BUFFALO, N.Y. (WIVB) — Joyce Markiewicz took the helm of Catholic Health at the beginning of the month after former CEO Mark Sullivan stepped down. It’s a high-profile job that puts her every decision under the microscope of patients, employees and the public.
“It wasn’t something that at nighttime I said, ‘Oh gee, I wish I could be the CEO,’ but when I was asked to do it, I didn’t hesitate to say yes,” Markiewicz told News 4.
Markiewicz said she’s a leader who says what she means and means what she says.
She began this month as the fifth CEO in Catholic Health’s 25-year history.
The Western New York native is also the first woman to hold the top spot.
“I will sit, I will listen, if something doesn’t make sense to me I will say that it doesn’t make sense — I’m quite transparent,” added Markiewicz.
It’s that transparency and clinical background Markiewicz believes sets her apart as a leader.

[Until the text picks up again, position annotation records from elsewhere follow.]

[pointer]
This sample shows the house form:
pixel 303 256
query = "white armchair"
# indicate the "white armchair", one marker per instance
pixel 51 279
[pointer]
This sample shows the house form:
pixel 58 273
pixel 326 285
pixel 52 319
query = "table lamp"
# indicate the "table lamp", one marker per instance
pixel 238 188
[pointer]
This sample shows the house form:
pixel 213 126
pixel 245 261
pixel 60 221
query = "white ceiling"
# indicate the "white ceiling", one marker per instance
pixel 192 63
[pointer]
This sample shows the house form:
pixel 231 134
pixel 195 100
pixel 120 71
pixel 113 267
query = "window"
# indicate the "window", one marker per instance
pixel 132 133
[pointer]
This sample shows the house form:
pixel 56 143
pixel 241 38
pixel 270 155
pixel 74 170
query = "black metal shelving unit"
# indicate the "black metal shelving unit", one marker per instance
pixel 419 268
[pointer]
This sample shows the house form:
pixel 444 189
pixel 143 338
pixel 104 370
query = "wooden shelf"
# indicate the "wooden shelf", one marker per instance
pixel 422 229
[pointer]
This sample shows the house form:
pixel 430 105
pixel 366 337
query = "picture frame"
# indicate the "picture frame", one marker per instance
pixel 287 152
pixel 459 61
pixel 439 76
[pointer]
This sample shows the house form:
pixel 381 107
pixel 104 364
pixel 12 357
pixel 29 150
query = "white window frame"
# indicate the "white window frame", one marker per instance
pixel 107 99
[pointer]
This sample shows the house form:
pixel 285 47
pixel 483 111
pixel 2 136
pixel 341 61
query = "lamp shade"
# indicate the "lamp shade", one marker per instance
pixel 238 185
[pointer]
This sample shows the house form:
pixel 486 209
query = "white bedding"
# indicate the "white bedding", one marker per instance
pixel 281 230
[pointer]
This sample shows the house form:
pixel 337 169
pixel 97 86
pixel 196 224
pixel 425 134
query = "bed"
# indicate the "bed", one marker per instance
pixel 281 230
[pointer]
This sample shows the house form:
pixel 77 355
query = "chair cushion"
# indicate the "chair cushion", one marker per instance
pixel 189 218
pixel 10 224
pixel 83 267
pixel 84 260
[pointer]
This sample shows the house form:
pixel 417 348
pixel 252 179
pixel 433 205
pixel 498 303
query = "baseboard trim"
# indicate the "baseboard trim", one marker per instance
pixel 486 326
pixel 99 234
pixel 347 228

Markiewicz began her career working in health care as a nurse. She would later join Catholic Health in 2005, turning around its homecare operations. Most recently she served as chief business development officer.
News 4 asked what she believes the biggest problem facing the billion-dollar organization is.
“Workforce — we continue to struggle with workforce. And even though we’re doing better as it relates to hiring and retention, we have a crisis in this country,” added Markiewicz. “Back in 2000, the caregiver ratio was five to one. For every person over the age of 65, there were potentially five people to care for them. That number’s gone down to 2.8.”
She said the COVID-19 pandemic forced providers like Catholic Health to move away from the idea of singular hospitals being all things to all people.
“There’s other ways to deliver care than to show up at an emergency room when you have a cold,” said Markiewicz. “You know, you should be going to primary care, you should be accessing services from other places that are less expensive and make more sense and really where you have a better experience.”
After taking a financial beating during the pandemic, a nursing strike and a downgraded credit rating — Markiewicz is focused on making sure Catholic Health has a financially viable future.
Mount Saint Mary’s Hospital reduced services to become a neighborhood hospital.
Meanwhile, in Lockport, Catholic Health is gearing up to open a new $62-million hospital.
“We have to build what makes sense going forward and this is what makes sense going forward,” added Markiewicz.